La Arrogancia del sumiso


Daniel Martín.

Agosto/24

 

España, es una nación que durante trescientos años dominó el mundo, impuso su voluntad, humilló y sentenció a otras naciones, arrasó pueblos y se batió con fiereza por preservar unos dominios que siempre abarcaron más territorio del que se podía administrar con eficacia

 

 

Del español no podemos decir que haya sido nunca un pueblo interiormente bravo, todo lo contrario, cuanto más valor y arrojo ha demostrado allende sus fronteras, más sumiso se ha mostrado de puertas para adentro con todo tipo de sátrapas, iluminados, criminales, aprovechados, golfos y verdugos que ha tenido la desdicha de padecer. 

España, es una nación que durante trescientos años dominó el mundo, impuso su voluntad, humilló y sentenció a otras naciones, arrasó pueblos y se batió con fiereza por preservar unos dominios que siempre abarcaron más territorio del que se podía administrar con eficacia. Lo mismo que cualquiera otro de los imperios que han existido en el mundo. Sin embargo, España no ha sido una potencia exterminadora, al estilo anglosajón o teutón, lo nuestro fue siempre la integración, la confraternización y el compromiso humano en el desarrollo de aquellos pueblos bajo nuestra jurisdicción. Sin llegar ni mucho menos a la santidad que algunos pregonan, lo cierto es fuimos siempre más amigo que verdugo. 

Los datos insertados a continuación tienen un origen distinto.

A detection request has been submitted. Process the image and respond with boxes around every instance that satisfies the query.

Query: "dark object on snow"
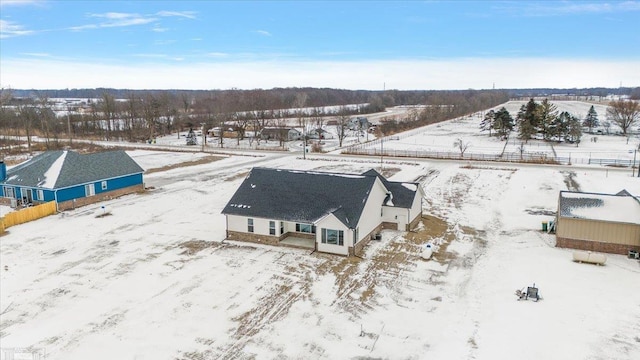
[187,129,198,145]
[516,283,542,302]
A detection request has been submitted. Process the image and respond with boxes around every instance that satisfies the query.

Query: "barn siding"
[556,218,640,254]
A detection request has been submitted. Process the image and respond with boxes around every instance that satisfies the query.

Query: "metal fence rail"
[1,201,57,231]
[342,141,634,167]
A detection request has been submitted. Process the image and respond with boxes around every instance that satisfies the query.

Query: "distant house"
[307,128,333,140]
[555,190,640,254]
[260,127,302,141]
[222,168,423,255]
[0,151,144,210]
[347,116,371,130]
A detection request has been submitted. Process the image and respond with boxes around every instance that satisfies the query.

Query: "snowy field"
[370,101,640,164]
[0,139,640,360]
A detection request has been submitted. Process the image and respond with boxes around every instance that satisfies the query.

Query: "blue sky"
[0,0,640,90]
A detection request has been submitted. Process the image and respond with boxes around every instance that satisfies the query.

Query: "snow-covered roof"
[4,150,144,189]
[559,191,640,224]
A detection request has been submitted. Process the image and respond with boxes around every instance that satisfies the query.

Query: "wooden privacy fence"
[0,201,57,232]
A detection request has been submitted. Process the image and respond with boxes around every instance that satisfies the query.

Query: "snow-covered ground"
[0,100,640,360]
[364,101,640,164]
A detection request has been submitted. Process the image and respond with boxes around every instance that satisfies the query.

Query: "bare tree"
[336,106,349,147]
[142,93,161,140]
[100,92,117,140]
[18,104,38,154]
[453,138,471,157]
[518,142,525,160]
[607,99,640,135]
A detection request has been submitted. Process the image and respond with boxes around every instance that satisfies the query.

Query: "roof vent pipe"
[0,161,7,182]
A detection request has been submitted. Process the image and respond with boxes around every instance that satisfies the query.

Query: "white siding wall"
[382,206,409,226]
[356,179,387,240]
[316,215,353,255]
[407,185,424,221]
[227,215,272,235]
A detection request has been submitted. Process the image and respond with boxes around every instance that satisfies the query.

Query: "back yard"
[0,147,640,360]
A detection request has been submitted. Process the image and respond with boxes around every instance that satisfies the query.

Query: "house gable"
[222,168,375,227]
[4,150,144,189]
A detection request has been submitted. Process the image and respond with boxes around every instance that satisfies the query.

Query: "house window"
[322,228,344,246]
[296,223,316,234]
[269,221,276,235]
[4,186,16,199]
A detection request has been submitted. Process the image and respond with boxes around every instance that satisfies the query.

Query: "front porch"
[279,236,316,250]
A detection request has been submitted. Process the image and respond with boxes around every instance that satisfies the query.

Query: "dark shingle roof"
[222,168,417,228]
[222,168,376,227]
[5,150,144,189]
[558,191,640,224]
[362,169,419,208]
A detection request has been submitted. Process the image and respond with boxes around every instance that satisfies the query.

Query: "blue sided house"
[0,150,144,211]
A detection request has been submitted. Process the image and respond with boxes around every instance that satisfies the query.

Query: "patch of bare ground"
[460,165,518,172]
[225,171,249,181]
[145,155,224,174]
[380,167,402,179]
[178,240,220,255]
[560,171,580,191]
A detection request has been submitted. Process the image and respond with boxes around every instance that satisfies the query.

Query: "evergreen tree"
[565,113,593,146]
[480,110,496,137]
[493,107,514,138]
[582,105,600,134]
[536,99,558,140]
[516,99,539,143]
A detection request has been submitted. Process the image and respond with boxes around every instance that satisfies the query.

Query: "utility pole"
[380,132,384,174]
[200,123,207,152]
[67,104,73,145]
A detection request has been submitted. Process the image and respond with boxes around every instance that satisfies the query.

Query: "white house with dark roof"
[0,150,144,210]
[222,168,423,255]
[555,190,640,254]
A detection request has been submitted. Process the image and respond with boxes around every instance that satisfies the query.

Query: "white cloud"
[205,52,229,58]
[0,0,43,6]
[0,20,33,39]
[496,1,640,17]
[21,53,53,58]
[69,11,195,32]
[69,12,158,31]
[156,11,196,19]
[0,58,640,90]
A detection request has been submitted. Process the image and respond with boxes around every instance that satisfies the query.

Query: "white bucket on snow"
[420,243,433,260]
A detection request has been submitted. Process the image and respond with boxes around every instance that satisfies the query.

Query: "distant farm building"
[556,190,640,254]
[260,127,302,141]
[222,168,423,255]
[0,151,144,210]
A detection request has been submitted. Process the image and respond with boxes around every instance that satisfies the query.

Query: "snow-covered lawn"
[0,145,640,360]
[364,101,640,164]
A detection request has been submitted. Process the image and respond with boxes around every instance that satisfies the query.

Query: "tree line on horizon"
[0,89,509,155]
[480,98,640,146]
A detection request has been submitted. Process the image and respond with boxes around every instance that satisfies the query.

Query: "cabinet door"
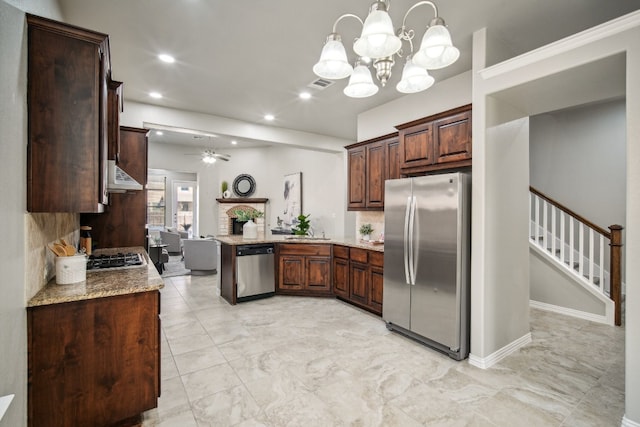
[347,147,366,209]
[434,111,471,163]
[349,262,369,305]
[27,291,160,427]
[399,122,433,168]
[385,138,400,179]
[305,257,331,292]
[278,255,305,290]
[333,258,349,298]
[369,266,384,314]
[365,141,386,209]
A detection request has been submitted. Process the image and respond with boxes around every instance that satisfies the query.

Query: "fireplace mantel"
[216,197,269,204]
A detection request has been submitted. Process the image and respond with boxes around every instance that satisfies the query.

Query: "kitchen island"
[216,233,384,314]
[27,247,164,427]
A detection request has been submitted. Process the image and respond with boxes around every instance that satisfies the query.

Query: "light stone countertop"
[215,233,384,252]
[27,247,164,307]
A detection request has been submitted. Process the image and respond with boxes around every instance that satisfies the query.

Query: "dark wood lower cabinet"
[27,291,160,427]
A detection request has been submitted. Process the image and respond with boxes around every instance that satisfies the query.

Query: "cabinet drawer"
[333,245,349,259]
[350,248,369,264]
[279,243,331,256]
[369,251,384,267]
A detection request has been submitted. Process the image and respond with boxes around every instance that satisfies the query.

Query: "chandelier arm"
[333,13,364,33]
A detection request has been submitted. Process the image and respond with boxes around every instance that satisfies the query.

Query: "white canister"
[56,255,87,285]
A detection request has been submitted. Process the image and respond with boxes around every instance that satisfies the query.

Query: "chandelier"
[313,0,460,98]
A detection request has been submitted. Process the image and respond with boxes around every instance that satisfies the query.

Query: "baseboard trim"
[469,332,531,369]
[620,414,640,427]
[529,300,608,326]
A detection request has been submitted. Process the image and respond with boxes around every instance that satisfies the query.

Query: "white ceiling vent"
[308,79,335,90]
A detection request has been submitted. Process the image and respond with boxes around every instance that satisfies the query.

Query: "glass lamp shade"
[396,57,434,93]
[343,65,378,98]
[413,25,460,70]
[313,36,353,80]
[353,10,402,59]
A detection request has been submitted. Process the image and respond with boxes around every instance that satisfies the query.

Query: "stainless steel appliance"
[382,173,471,360]
[236,244,276,302]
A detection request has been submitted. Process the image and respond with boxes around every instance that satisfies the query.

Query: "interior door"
[171,181,198,237]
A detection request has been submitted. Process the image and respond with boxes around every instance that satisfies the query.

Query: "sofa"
[183,238,218,276]
[160,230,183,255]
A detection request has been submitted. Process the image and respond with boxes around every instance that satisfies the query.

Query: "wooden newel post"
[609,224,623,326]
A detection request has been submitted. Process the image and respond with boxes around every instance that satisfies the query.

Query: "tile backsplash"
[25,213,80,300]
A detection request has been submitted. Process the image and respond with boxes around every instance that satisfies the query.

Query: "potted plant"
[291,214,311,236]
[360,224,373,241]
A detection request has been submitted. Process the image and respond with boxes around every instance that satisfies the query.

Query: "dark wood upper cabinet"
[433,111,471,163]
[345,134,400,210]
[107,80,124,162]
[365,141,386,208]
[396,105,472,176]
[347,147,367,209]
[81,126,149,248]
[27,15,111,212]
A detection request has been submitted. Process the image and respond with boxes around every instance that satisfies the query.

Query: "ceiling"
[59,0,640,146]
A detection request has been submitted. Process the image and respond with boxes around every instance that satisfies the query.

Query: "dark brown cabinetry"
[346,134,400,210]
[81,126,149,248]
[27,15,110,212]
[396,105,472,175]
[276,243,332,296]
[333,245,384,315]
[27,291,160,427]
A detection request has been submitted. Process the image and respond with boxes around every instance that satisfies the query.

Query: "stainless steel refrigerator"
[382,172,471,360]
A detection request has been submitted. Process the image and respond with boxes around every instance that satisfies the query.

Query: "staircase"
[529,187,623,326]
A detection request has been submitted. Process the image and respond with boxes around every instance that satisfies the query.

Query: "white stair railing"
[529,187,622,325]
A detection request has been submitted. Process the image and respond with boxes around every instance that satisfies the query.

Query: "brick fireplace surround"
[216,198,269,236]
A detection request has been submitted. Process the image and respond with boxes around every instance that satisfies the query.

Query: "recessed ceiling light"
[158,53,176,64]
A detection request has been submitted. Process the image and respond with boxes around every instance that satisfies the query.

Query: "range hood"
[107,160,142,193]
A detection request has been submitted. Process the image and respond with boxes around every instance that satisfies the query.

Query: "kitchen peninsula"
[27,247,164,427]
[216,233,384,315]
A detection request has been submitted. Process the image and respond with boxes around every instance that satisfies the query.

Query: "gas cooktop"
[87,252,146,270]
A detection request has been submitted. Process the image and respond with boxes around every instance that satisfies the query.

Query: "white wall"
[529,100,627,229]
[149,144,353,236]
[0,0,60,427]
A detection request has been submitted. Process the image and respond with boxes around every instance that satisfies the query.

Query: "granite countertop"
[27,247,164,307]
[215,233,384,252]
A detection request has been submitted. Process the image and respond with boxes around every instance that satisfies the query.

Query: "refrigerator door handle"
[402,196,411,285]
[407,196,418,285]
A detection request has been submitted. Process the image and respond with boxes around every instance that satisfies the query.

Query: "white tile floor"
[144,276,624,427]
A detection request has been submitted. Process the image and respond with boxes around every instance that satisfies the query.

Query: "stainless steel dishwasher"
[236,244,276,302]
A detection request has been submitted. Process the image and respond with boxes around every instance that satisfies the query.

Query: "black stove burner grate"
[87,252,143,270]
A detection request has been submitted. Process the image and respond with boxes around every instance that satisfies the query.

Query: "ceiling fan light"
[343,65,378,98]
[353,2,402,59]
[313,33,353,80]
[396,57,434,93]
[413,24,460,70]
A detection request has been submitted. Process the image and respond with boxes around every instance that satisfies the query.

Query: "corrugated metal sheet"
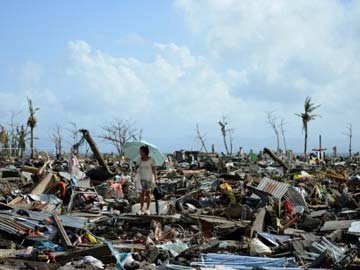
[285,187,309,211]
[256,177,289,199]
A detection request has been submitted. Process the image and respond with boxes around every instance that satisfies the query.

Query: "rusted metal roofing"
[256,177,289,199]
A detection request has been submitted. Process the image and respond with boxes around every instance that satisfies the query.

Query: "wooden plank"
[31,173,53,194]
[250,208,266,238]
[52,213,74,249]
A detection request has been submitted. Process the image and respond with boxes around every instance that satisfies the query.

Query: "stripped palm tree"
[27,98,39,159]
[296,97,320,160]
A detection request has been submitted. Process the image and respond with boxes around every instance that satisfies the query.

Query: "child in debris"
[137,145,157,215]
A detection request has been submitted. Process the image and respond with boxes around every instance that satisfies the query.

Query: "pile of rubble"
[0,141,360,270]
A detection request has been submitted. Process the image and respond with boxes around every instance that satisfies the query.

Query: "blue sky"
[0,0,360,154]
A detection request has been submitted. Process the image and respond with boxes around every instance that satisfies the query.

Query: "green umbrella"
[123,141,165,166]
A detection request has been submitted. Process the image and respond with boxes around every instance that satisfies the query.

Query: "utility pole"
[344,123,352,157]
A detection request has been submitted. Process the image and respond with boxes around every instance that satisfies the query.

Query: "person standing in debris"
[138,145,157,215]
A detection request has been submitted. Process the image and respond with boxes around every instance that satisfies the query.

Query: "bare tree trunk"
[275,129,280,152]
[280,119,287,153]
[30,127,35,159]
[304,123,308,160]
[196,124,208,153]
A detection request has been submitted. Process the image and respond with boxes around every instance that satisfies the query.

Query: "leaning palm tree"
[27,98,39,159]
[296,97,320,159]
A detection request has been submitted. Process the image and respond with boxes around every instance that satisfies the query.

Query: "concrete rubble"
[0,137,360,270]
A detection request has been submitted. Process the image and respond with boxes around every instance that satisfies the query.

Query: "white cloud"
[22,61,43,84]
[175,0,360,150]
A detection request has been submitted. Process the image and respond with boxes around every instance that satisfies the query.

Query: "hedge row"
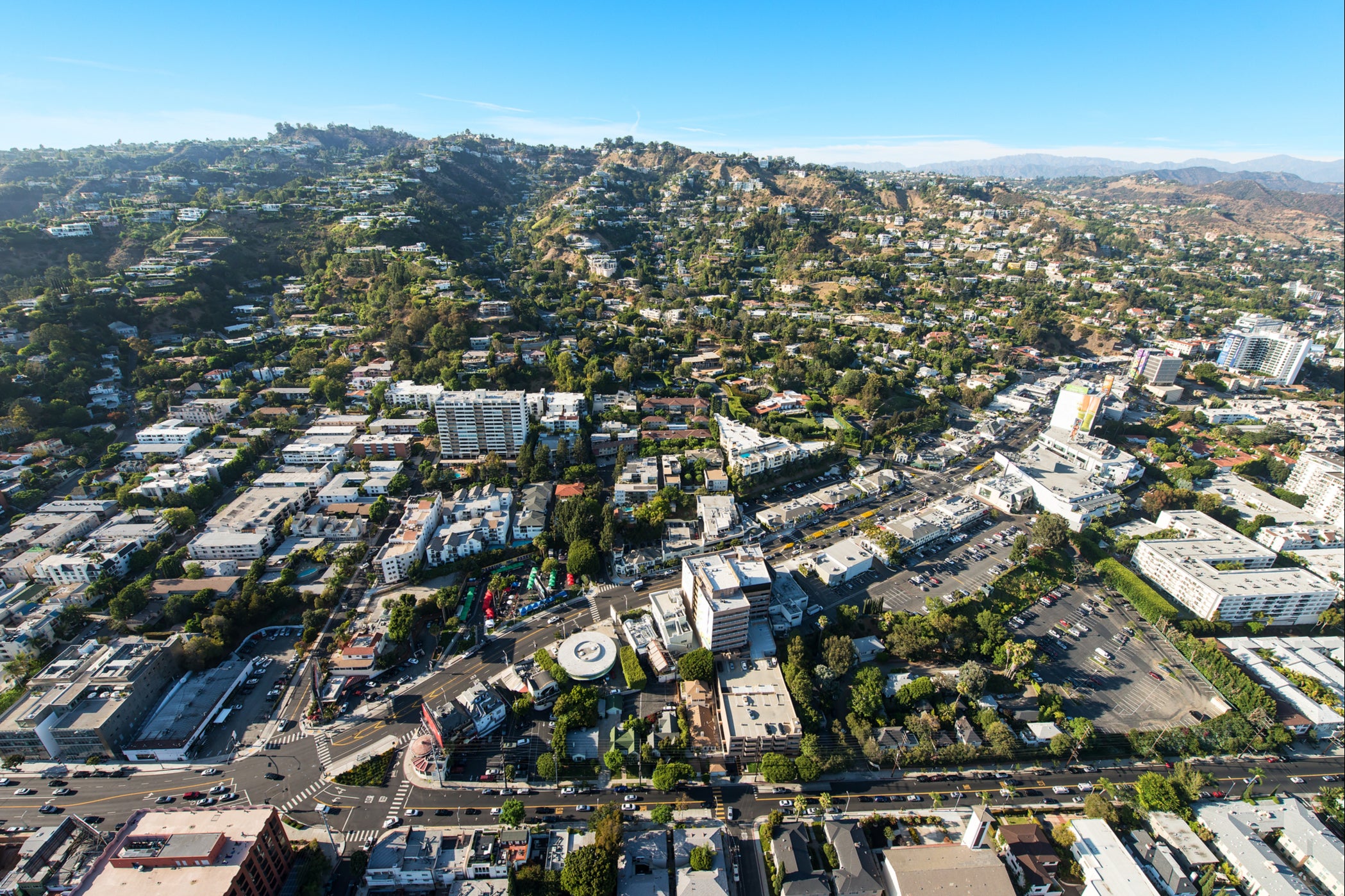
[1094,557,1177,623]
[621,644,649,690]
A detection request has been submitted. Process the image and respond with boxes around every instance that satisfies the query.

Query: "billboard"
[1076,395,1101,432]
[421,702,444,749]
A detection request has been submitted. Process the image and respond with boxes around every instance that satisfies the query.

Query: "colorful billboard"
[421,704,444,749]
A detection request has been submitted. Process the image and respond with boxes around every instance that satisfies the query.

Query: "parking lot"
[867,514,1028,612]
[1015,588,1213,733]
[196,633,304,756]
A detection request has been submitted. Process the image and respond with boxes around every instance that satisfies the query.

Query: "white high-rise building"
[682,545,771,652]
[1285,451,1345,527]
[1219,329,1313,386]
[435,389,529,459]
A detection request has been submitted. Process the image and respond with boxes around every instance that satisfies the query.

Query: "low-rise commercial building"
[1219,638,1345,738]
[882,843,1011,896]
[1131,510,1335,626]
[0,815,112,896]
[121,660,253,763]
[715,626,803,761]
[72,806,294,896]
[808,538,873,588]
[0,635,181,761]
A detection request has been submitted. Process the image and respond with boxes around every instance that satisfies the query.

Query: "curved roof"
[555,631,616,681]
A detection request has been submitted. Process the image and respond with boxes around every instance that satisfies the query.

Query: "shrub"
[533,647,571,686]
[1094,557,1177,623]
[621,644,649,690]
[332,749,397,787]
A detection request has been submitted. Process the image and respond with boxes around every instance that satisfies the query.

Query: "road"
[8,738,1342,850]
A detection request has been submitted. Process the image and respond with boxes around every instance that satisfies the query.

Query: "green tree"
[387,601,415,644]
[958,660,990,700]
[561,846,616,896]
[1135,772,1186,813]
[822,635,854,678]
[369,495,392,526]
[649,763,696,792]
[537,753,555,780]
[500,797,526,827]
[676,647,714,681]
[1032,513,1069,551]
[1084,790,1117,825]
[565,538,599,579]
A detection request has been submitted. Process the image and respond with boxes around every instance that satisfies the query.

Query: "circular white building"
[555,631,616,681]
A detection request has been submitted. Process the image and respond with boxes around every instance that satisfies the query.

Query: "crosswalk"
[343,827,382,856]
[266,731,308,749]
[387,777,412,815]
[313,734,332,768]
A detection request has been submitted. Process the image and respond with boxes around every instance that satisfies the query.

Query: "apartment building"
[1131,510,1335,626]
[374,492,444,583]
[435,389,529,460]
[1217,329,1313,386]
[714,415,830,476]
[125,417,202,458]
[1285,451,1345,529]
[649,588,696,656]
[383,379,444,410]
[168,398,238,428]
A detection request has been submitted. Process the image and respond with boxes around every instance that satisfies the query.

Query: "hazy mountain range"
[838,152,1345,185]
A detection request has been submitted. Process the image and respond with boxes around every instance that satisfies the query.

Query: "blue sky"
[0,0,1345,164]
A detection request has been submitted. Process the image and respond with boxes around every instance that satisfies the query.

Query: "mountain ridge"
[835,152,1345,185]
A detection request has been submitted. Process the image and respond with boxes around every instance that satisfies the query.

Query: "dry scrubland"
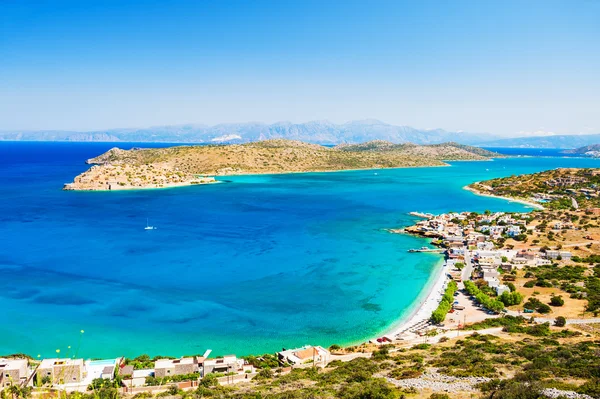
[66,140,497,190]
[2,328,600,399]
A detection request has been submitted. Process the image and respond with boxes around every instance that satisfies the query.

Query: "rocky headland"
[65,140,500,190]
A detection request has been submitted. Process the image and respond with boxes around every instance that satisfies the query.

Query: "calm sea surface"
[0,143,600,357]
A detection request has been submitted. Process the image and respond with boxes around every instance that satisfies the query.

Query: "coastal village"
[0,346,331,395]
[0,171,600,399]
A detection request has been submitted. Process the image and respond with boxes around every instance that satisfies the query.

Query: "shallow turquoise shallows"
[0,143,600,357]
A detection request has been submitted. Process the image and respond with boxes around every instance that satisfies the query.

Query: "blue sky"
[0,0,600,135]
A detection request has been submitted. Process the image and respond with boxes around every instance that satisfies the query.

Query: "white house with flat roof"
[0,359,29,391]
[277,346,331,366]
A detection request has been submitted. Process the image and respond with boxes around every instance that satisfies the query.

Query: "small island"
[64,140,500,190]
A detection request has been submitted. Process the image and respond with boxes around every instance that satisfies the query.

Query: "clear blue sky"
[0,0,600,135]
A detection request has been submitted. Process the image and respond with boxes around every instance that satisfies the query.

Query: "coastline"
[463,182,544,210]
[366,258,448,342]
[64,157,506,191]
[63,180,224,193]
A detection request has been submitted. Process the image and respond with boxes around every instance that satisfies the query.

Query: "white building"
[277,346,331,366]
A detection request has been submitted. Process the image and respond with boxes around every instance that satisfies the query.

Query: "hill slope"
[0,119,492,145]
[65,140,497,190]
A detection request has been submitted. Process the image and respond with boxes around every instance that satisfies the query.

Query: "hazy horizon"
[0,0,600,137]
[0,118,600,139]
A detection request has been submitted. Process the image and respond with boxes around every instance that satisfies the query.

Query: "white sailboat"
[144,218,156,230]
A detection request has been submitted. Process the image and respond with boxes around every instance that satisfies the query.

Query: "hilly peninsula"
[64,140,500,190]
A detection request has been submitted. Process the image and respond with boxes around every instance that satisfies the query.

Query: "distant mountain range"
[474,134,600,148]
[0,119,600,148]
[563,144,600,158]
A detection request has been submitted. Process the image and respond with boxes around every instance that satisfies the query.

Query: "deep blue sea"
[0,143,600,357]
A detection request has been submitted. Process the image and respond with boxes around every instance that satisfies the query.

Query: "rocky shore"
[64,140,499,190]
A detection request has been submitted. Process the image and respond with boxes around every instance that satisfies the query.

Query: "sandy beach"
[371,259,448,339]
[463,182,544,210]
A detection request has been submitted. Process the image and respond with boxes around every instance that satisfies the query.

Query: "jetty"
[408,247,446,253]
[408,212,434,219]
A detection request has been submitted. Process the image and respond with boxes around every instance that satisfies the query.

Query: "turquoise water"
[0,143,600,357]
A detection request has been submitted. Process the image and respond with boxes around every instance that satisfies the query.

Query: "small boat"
[144,218,156,230]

No obstante, el pueblo español, al contrario del romano, el árabe o el anglosajón, nunca se benefició de la riqueza del imperio que sostenía con su sangre y sudor. Es un pueblo acostumbrado al padecimiento, a la escasez de todo, al trapicheo y la picaresca para sobrevivir, bravo y fanfarrón con el igual, pero siempre se ha mostrado servil con quien el poder ostenta, en la esperanza de alcanzar alguna miga caída de las opulentas mesas. 

Son pocos los momentos de nuestra historia, del último se van a cumplir noventa años, en los que algunos españoles (en genérico, que mucha española hubo que se arremangó también) valientes y honestos intentaron cambiar el orden de las cosas e ilusionados en un futuro mejor se afanaron en construir un país más equilibrado, justo y desarrollado. Todos esos intentos fracasaron ante la avaricia de los poderosos, la vileza de los traidores, la necesidad de los pobres, la cobardía de los sumisos, la arrogancia del mozo que con ser señor sueña, y la manipulación de las voluntades por parte de una muy influyente y opulenta Iglesia, siempre a la sombra del poder, con obispos gordos como reyes, que prometen a un pueblo inculto y aborregado la abundancia de una vida en el más allá, tras la muerte por hambre en el más acá. 

Nuestro país ha llenado las páginas de la historia de grandes gestas, de nombres de hombres y mujeres brillantes que cambiaron el mundo, que dejaron una impronta brava, y aunque no siempre honesta, la mayoría de las veces fue decente. Mucha fue nuestra influencia y en muy poco, sin embargo, influimos comparado con otros imperios. La decadencia llegó con la corrupción y la deslealtad de quienes nos gobernaron durante siglos, una decadencia y penar de vieja gloria que arrastramos hasta hoy, donde ya no vencemos a Nelson, pero vencemos a Jude Bellingham y lo celebramos como si hubiésemos clavado una pica en Trafalgar Square.  

España es una nación que terminará por morir de fatiga, pero saciada de la arrogancia del tonto, en el fervor del sumiso.